In a 4,770-word summary of the PizzaGate allegations posted on Reddit — which has become the major hub for PizzaGate investigators —user DumbScribblyUnctious that pizzeria Comet Ping Pong was the setting for the underground sex ring. “While initially not the central focus of the investigation at the onset, Comet Ping Pong is a much more overt and much more disturbing hub of coincidences,” the post claimed. “Everyone associated with the business is making semi-overt, semi-tongue-in-cheek, and semi-sarcastic inferences towards sex with minors. The artists that work for and with the business also generate nothing but cultish imagery of disembodiment, blood, beheadings, sex, and of course pizza.”
The conspiracy theory has been widely debunked from news outlets across the political spectrum, but it still remains popular in certain corners of the internet.
Now, PizzaGate conspiracy theorists believe they have validation from a message Andrew Breitbart posted to the internet a little more than a year before his death.
“How prog-guru John Podesta isn’t household name as world class underage sex slave op cover-upperer defending unspeakable dregs escapes me,” Breitbart wrote on February 4, 2011.
While the tweet is being hailed as apparent validation of PizzaGate, it was actually related to an entirely different matter. Breitbart’s website reported on a controversial expose claiming that Planned Parenthood was covering up a child sex trafficking ring. The original report, from Live Action, included undercover video that claimed to show Planned Parenthood employees trying to keep the child sex ring under wraps.
The report came on the heels of another controversial report from Breitbart protege James O’Keefe claiming to show that employees at the non-profit agency ACORN helped a self-professed pimp to traffic prostitutes. The video was later discovered to be heavily edited, and O’Keefe paid a six-figure settlement to an ACORN employee who was fired as a result of the video.

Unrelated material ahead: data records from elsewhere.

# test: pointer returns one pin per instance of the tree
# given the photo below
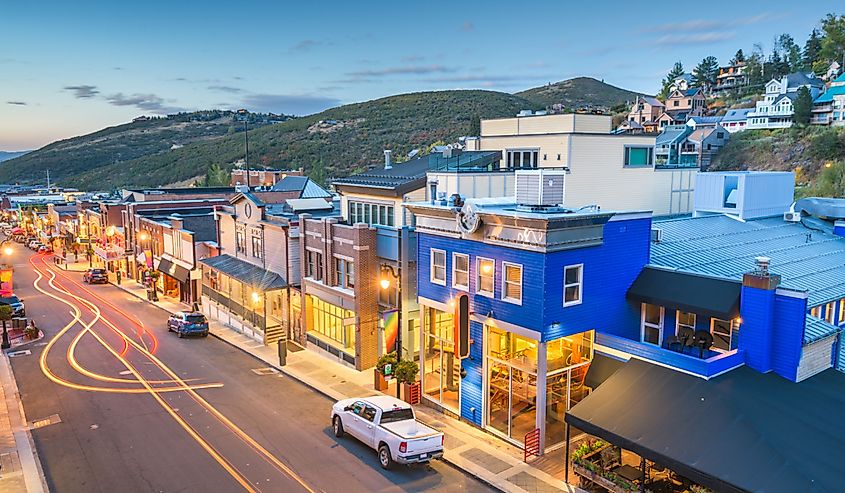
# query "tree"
(812, 48)
(704, 74)
(677, 71)
(803, 106)
(832, 47)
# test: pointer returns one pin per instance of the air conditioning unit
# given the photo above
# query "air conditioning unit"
(656, 235)
(792, 217)
(540, 188)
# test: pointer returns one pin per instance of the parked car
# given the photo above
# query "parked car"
(389, 426)
(188, 323)
(95, 276)
(18, 308)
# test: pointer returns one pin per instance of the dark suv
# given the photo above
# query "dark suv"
(96, 276)
(188, 323)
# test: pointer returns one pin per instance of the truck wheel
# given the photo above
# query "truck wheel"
(337, 427)
(384, 457)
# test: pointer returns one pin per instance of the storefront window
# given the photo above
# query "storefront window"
(441, 368)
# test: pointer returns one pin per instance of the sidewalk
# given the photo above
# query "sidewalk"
(20, 469)
(467, 448)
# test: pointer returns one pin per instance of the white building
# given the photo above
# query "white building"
(776, 110)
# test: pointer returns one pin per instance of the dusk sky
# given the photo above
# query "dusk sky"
(69, 68)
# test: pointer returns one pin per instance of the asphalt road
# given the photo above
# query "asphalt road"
(152, 412)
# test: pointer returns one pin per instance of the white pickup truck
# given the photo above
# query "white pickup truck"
(389, 426)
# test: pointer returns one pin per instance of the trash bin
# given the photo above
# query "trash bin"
(283, 352)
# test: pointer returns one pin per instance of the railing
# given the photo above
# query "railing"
(532, 444)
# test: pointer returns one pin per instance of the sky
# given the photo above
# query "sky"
(70, 68)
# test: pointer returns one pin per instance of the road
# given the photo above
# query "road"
(142, 410)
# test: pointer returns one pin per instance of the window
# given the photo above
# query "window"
(828, 311)
(257, 250)
(240, 241)
(722, 331)
(438, 267)
(652, 324)
(572, 277)
(512, 283)
(485, 273)
(314, 265)
(460, 271)
(639, 156)
(372, 214)
(344, 273)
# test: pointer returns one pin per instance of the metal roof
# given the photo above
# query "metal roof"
(245, 272)
(806, 258)
(817, 329)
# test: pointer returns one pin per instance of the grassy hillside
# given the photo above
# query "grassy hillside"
(578, 92)
(806, 150)
(356, 140)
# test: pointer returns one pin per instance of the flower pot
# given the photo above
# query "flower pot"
(379, 382)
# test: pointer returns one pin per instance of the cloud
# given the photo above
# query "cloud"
(82, 92)
(403, 70)
(693, 38)
(229, 89)
(289, 104)
(146, 102)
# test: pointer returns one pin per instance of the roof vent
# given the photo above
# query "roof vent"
(540, 188)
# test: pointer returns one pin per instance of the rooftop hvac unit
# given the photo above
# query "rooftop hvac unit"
(540, 188)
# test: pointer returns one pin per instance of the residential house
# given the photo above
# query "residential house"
(776, 109)
(731, 77)
(829, 107)
(614, 171)
(646, 110)
(736, 119)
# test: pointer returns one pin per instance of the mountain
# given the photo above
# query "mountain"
(335, 142)
(578, 93)
(7, 155)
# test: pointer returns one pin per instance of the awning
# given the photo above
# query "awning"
(245, 272)
(688, 292)
(741, 431)
(174, 270)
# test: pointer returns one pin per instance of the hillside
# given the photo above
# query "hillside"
(806, 150)
(71, 158)
(577, 93)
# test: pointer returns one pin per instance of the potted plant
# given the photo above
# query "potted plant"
(406, 374)
(386, 366)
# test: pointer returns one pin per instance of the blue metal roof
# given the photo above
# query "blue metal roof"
(816, 329)
(807, 259)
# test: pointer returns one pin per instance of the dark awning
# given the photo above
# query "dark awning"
(245, 272)
(741, 431)
(174, 270)
(687, 291)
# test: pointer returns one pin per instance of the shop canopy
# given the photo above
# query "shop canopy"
(174, 270)
(741, 431)
(687, 291)
(245, 272)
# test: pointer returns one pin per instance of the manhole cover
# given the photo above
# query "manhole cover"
(49, 420)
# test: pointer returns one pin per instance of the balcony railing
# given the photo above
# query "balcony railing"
(711, 365)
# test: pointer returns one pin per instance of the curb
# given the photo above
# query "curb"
(313, 387)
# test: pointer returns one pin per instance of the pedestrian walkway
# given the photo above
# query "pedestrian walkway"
(20, 470)
(467, 448)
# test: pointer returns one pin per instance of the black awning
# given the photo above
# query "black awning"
(176, 271)
(687, 291)
(245, 272)
(742, 431)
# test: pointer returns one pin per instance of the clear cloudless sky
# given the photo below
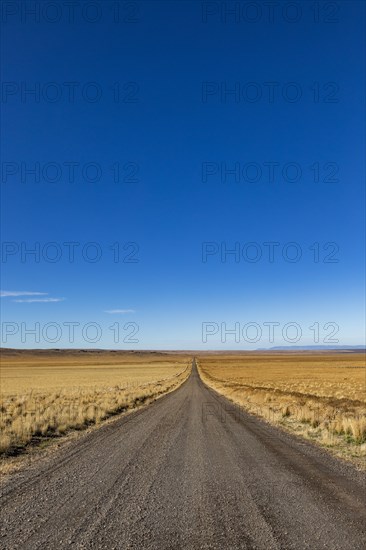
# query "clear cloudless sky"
(172, 136)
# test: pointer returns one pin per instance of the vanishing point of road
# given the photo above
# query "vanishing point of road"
(189, 471)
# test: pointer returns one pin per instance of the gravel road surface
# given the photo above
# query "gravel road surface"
(189, 471)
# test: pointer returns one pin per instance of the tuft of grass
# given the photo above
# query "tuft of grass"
(28, 416)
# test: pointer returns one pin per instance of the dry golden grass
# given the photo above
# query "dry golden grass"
(47, 395)
(318, 395)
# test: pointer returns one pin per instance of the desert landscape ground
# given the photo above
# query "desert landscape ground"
(46, 394)
(318, 395)
(192, 469)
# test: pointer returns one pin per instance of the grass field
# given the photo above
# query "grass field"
(46, 395)
(317, 395)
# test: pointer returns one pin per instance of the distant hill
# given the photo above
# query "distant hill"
(284, 348)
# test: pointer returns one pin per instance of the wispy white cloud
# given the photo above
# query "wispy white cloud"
(122, 311)
(32, 300)
(7, 293)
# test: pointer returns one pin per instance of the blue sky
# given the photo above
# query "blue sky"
(169, 101)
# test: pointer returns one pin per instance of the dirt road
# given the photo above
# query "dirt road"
(189, 471)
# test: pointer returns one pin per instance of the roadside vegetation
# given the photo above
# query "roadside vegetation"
(320, 396)
(45, 396)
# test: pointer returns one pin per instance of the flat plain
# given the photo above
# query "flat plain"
(192, 470)
(317, 395)
(45, 395)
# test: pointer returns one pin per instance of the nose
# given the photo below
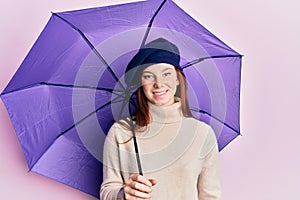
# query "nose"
(158, 82)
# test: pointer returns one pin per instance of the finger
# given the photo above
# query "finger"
(134, 194)
(140, 179)
(153, 182)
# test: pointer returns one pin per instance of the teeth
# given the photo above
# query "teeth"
(160, 93)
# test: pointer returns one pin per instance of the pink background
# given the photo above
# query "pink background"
(263, 164)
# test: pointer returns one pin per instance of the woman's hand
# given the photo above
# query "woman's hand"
(138, 187)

John Podesta was a key figure in leading the response to the ACORN video during his time as chief of staff for President Barack Obama. In other tweets that week, it was clearer that Breitbart’s attacks on Podesta were related to the ACORN and Planned Parenthood investigations.
Andrew Breitbart’s bad blood with John Podesta stretched back much longer than the Planned Parenthood spat. As the Breitbart website noted, Andrew Breitbart sparred with Podesta a number of times before that.
“Andrew Breitbart understood that the biggest threats to America were those who pulled the strings behind the scenes to gain enormous personal power, money, and influence,” the site noted in November of this year. “Podesta is a creature of Washington, D.C., driving the leftist agenda for decades with his fingers in every pot, since serving in the Bill Clinton White House.”
Though the context of Andrew Breitbart’s attack on John Podesta is clear to anyone willing to read beyond the tweet itself, that isn’t slowing the PizzaGate conspiracy theorists from citing it as evidence of the bizarre claims. Others speculated that Breitbart’s fatal heart attack might have been murder — even though it happened nearly 13 months after his tweets about Podesta.